At the edge of a hundred miles of rifted steppe sits Kane Ranch, an unassuming brick building just south of the Arizona-Utah border. Within a chair circle out front, Ed Grumbine thrums with energy as the dynamic focal point for 48 eyes. A veteran university professor, he’s recently found tenure outside academia with the Grand Canyon Trust, a conservation non-profit which owns the historic ranch structure and, since 2008, the grazing permits to 830,000 surrounding acres of public land. Ed oversees the business aspects of those allotments, partnering with a veteran rancher to keep the organization’s 600 cattle in line.

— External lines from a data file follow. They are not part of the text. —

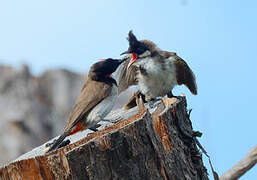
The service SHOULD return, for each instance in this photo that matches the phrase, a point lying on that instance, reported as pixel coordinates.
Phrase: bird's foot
(64, 143)
(94, 128)
(170, 95)
(152, 103)
(173, 109)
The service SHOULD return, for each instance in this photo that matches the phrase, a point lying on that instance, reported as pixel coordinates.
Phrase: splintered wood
(143, 146)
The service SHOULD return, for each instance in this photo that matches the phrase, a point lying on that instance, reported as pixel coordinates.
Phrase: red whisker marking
(77, 128)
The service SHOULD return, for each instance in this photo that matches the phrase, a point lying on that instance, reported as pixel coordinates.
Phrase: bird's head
(139, 50)
(104, 68)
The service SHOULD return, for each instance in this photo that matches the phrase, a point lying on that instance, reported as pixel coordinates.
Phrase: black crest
(135, 46)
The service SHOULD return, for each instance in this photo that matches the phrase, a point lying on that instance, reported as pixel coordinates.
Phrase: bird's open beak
(125, 52)
(133, 60)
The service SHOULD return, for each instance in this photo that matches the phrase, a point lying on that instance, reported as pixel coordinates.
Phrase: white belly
(103, 108)
(158, 81)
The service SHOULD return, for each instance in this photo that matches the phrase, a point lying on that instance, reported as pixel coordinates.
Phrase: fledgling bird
(95, 101)
(157, 72)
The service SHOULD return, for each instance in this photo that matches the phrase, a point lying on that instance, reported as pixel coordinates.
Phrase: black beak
(126, 52)
(122, 60)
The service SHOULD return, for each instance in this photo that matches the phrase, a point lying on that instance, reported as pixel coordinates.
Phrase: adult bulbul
(95, 101)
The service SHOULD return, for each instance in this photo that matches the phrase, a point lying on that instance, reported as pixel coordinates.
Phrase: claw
(174, 110)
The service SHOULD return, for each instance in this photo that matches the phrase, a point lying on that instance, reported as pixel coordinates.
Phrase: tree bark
(154, 143)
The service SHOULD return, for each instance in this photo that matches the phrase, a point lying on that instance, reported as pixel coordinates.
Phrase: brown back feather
(185, 75)
(127, 77)
(92, 94)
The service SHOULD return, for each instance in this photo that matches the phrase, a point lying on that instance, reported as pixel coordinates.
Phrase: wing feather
(185, 75)
(92, 94)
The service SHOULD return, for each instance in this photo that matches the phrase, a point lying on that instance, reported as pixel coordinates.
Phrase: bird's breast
(104, 107)
(159, 79)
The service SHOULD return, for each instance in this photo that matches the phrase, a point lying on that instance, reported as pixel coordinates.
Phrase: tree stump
(148, 143)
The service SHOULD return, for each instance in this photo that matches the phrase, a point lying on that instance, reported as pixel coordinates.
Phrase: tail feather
(59, 141)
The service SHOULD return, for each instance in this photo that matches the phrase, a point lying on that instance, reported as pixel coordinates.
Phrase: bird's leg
(152, 102)
(64, 143)
(170, 95)
(94, 128)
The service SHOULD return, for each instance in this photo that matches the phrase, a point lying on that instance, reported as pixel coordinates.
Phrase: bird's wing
(126, 77)
(92, 94)
(185, 75)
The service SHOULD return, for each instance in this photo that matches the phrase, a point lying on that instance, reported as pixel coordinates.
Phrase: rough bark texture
(35, 108)
(151, 144)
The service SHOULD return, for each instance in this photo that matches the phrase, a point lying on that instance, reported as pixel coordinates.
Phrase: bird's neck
(106, 79)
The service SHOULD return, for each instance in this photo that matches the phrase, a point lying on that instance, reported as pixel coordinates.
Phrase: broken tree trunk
(147, 144)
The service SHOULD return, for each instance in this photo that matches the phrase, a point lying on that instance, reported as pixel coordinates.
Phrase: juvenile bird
(95, 101)
(157, 71)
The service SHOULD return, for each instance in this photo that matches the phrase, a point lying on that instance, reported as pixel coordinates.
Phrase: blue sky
(217, 38)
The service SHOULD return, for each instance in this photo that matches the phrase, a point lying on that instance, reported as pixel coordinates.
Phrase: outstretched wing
(185, 75)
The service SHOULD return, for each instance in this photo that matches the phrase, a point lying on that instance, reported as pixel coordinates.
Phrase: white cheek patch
(145, 54)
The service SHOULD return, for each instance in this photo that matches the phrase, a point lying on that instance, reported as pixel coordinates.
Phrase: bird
(95, 101)
(155, 71)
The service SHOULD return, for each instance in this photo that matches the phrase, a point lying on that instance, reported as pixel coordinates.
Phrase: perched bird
(155, 71)
(95, 101)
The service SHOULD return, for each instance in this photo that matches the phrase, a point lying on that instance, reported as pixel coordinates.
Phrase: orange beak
(133, 60)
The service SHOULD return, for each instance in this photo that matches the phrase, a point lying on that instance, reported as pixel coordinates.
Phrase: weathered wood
(151, 144)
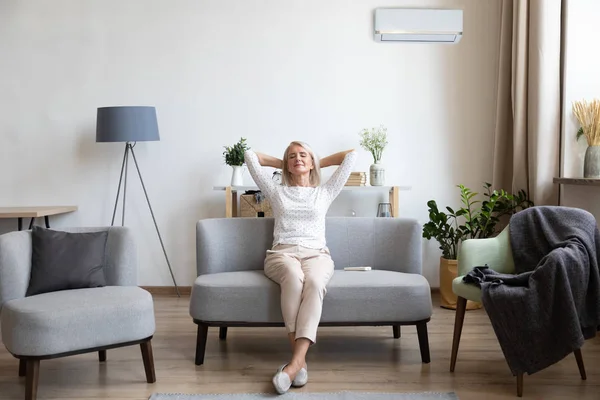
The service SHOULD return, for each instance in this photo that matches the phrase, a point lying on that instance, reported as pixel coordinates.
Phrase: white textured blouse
(299, 211)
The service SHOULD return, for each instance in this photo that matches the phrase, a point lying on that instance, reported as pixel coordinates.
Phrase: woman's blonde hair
(315, 173)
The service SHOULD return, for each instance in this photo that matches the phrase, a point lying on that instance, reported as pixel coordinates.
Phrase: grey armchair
(68, 322)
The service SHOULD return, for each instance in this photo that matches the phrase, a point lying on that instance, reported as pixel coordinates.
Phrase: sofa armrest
(15, 265)
(495, 252)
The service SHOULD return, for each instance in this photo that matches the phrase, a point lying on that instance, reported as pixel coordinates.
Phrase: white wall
(268, 70)
(581, 81)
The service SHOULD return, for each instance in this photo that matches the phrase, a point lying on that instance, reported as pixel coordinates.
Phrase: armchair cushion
(72, 320)
(66, 260)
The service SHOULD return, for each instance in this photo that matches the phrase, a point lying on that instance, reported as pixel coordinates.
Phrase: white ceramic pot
(237, 178)
(376, 174)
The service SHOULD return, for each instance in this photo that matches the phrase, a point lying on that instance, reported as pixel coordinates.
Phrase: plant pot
(237, 177)
(448, 272)
(591, 162)
(376, 174)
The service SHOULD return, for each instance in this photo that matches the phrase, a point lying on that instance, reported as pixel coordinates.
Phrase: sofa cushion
(69, 320)
(352, 296)
(66, 260)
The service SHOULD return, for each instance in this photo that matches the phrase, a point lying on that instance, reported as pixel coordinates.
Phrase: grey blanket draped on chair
(551, 305)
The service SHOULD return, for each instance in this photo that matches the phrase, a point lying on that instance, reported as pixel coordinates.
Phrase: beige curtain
(527, 134)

The former teacher spends equal time asking questions as answering them, and his main line of rhetorical inquiry, “why the hell is an environmental group running cattle?” sparks animated discussion. Our eventual consensus—building relationships with neighboring ranchers and influencing their practices for the land’s benefit—proves correct, and Ed confirms that the strategy has paid dividends. However, putting environmental sensitivity first has the ranch in the red financially, complicating the endeavor’s long-term prospects.
Asked if he personally would banish cattle from public land, Ed responds affirmatively, but appends two caveats. First, that people still depend on grazing permits to make their living, and second, that the economic and political leverage necessary for a systemic shift towards more sustainable meats simply doesn’t exist. A pragmatist, Ed works to change the system from within, and he leaves us with the mantra “embrace the complexity”, a prominent feature of public lands grazing.